1 VDOT regulations provide that the agency may issue land use permits which “set[] the conditions under which VDOT allows its right-of-way to be used or changed.” 24 VAC 30-151-10. -2- Appellant further alleged that on March 12, 2019, a deputy district administrator for

VDOT denied WGL’s permit application, stating that VDOT supported the placement of the

pipeline along the Route 7 corridor. WGL appealed this decision on April 10, 2019. On July 25,

2019, the Northern Virginia district administrator for VDOT denied the permit request and

advised WGL to coordinate the pipeline installation with the planned Route 7 widening and

place the pipeline along the Route 7 route. WGL appealed this denial on August 22, 2019. On

October 21, 2019, the VDOT permit manager for Arlington and Fairfax Counties issued a letter

to WGL informing them that VDOT rescinded its existing denials of the permit’s proposed route

and instead denied the permit application because it lacked a professional engineer’s signature.

On November 5, 2019, after WGL submitted a new permit application with the required

signature, VDOT granted the land use permit for the Pimmit Hills route. Appellant alleged that

“[n]o justification or explanation was provided for VDOT’s reversal, and there was no

opportunity for community input regarding the new, signed permit application.” She claimed

that VDOT’s decision in approving the permit “was unlawful, arbitrary, and in contravention of

the public trust.”

Regarding her participation in the permit proceedings, appellant alleged that she was “a

homeowner and resident within the Pimmit Hills neighborhood of Fairfax County,” as well as “a

member of the . . . PHCA and the PHCA Pipeline Committee.” She further alleged that her

property was “directly [located] on the pipeline route proposed by WGL.” Appellant asserted

that she had standing to appeal because she was “a person aggrieved and affected by the

proposed installation of a high-pressure pipeline directly in front of her property and home,

-3- which w[ould] pose a risk to her and her family’s life and health and diminish her property

value.”2

VDOT filed a plea in bar and motion to dismiss, and WGL filed a demurrer in response

to appellant’s petition for appeal. Both appellees asserted that appellant was not a “party

aggrieved” by VDOT’s decision and therefore lacked standing to pursue her appeal.

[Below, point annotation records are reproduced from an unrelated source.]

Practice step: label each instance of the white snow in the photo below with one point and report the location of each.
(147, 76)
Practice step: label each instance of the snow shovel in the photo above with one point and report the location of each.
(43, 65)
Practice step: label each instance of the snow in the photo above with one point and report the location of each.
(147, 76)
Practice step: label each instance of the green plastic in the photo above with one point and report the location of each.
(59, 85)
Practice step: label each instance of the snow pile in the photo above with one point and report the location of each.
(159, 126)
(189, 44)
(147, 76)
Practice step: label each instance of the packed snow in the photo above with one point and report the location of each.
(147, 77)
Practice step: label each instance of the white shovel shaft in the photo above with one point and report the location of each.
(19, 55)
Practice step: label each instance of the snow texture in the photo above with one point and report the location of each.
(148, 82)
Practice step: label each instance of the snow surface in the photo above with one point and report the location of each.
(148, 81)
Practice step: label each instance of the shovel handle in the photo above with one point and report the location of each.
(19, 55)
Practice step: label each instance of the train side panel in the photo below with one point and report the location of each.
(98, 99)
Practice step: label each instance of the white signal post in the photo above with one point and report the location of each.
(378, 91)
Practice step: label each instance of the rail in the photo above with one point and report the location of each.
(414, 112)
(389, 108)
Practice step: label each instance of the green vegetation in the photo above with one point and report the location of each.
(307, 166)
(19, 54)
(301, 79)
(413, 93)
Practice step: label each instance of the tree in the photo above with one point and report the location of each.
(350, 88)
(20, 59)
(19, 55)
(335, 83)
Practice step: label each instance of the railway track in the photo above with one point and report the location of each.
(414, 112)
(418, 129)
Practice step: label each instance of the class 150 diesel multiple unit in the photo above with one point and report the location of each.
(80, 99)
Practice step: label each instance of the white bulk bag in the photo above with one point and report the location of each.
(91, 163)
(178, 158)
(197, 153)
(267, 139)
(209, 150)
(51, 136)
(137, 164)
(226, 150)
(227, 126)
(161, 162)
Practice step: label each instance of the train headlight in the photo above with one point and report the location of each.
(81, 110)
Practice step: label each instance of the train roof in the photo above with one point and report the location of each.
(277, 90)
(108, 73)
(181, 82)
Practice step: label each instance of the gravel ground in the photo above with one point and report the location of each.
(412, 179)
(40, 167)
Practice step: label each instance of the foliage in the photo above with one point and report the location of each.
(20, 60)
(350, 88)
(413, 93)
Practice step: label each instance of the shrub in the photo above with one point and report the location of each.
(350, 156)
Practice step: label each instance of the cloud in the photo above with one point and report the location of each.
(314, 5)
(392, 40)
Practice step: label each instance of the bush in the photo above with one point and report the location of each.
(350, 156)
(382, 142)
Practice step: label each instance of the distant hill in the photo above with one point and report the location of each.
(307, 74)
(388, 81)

On May 27, 2020, appellant filed a response to VDOT and WGL’s defensive pleadings.

Appellant argued that she had standing as an “unnamed party” to the permit proceedings due to

VDOT’s actions in “consistently treat[ing] her and other members of the [PHCA] Pipeline

Committee as parties to the case decision by inviting, considering, and relying on their written

comments throughout the permitting process.” Appellant further argued that she was

“aggrieved” by the issuance of the permit because construction of the pipeline would temporarily

deny her ingress and egress and that the placement of the proposed pipeline in close proximity to

her home would risk her family’s health and safety and that these considerations were burdens

and risks not shared by the general public.

On June 5, 2020 the circuit court held a hearing on VDOT’s motion to dismiss and

WGL’s demurrer. After hearing the parties’ arguments, the circuit court concluded that “[u]nder

the [V]APA and the Supreme Court Rules, [appellant] is not a party to the underlying case

decision.” The court further stated that “even assuming that [appellant] was a party, she is not

aggrieved under the case law as the [c]ourt reads it.”

2 Appellant later filed a motion for leave to amend petition. In her motion, appellant “request[ed] leave to amend her Petition for Appeal in order to clarify the factual basis for her standing and to properly characterize her participation in the permitting process.” In the amended petition, appellant added further allegations regarding VDOT’s solicitation of comments and the PHCA’s submission of written comments regarding the land use permit. Appellant also filed letters to and from VDOT and the PHCA as attachments to her amended petition. However, appellant did not notice a hearing on her request to amend her petition.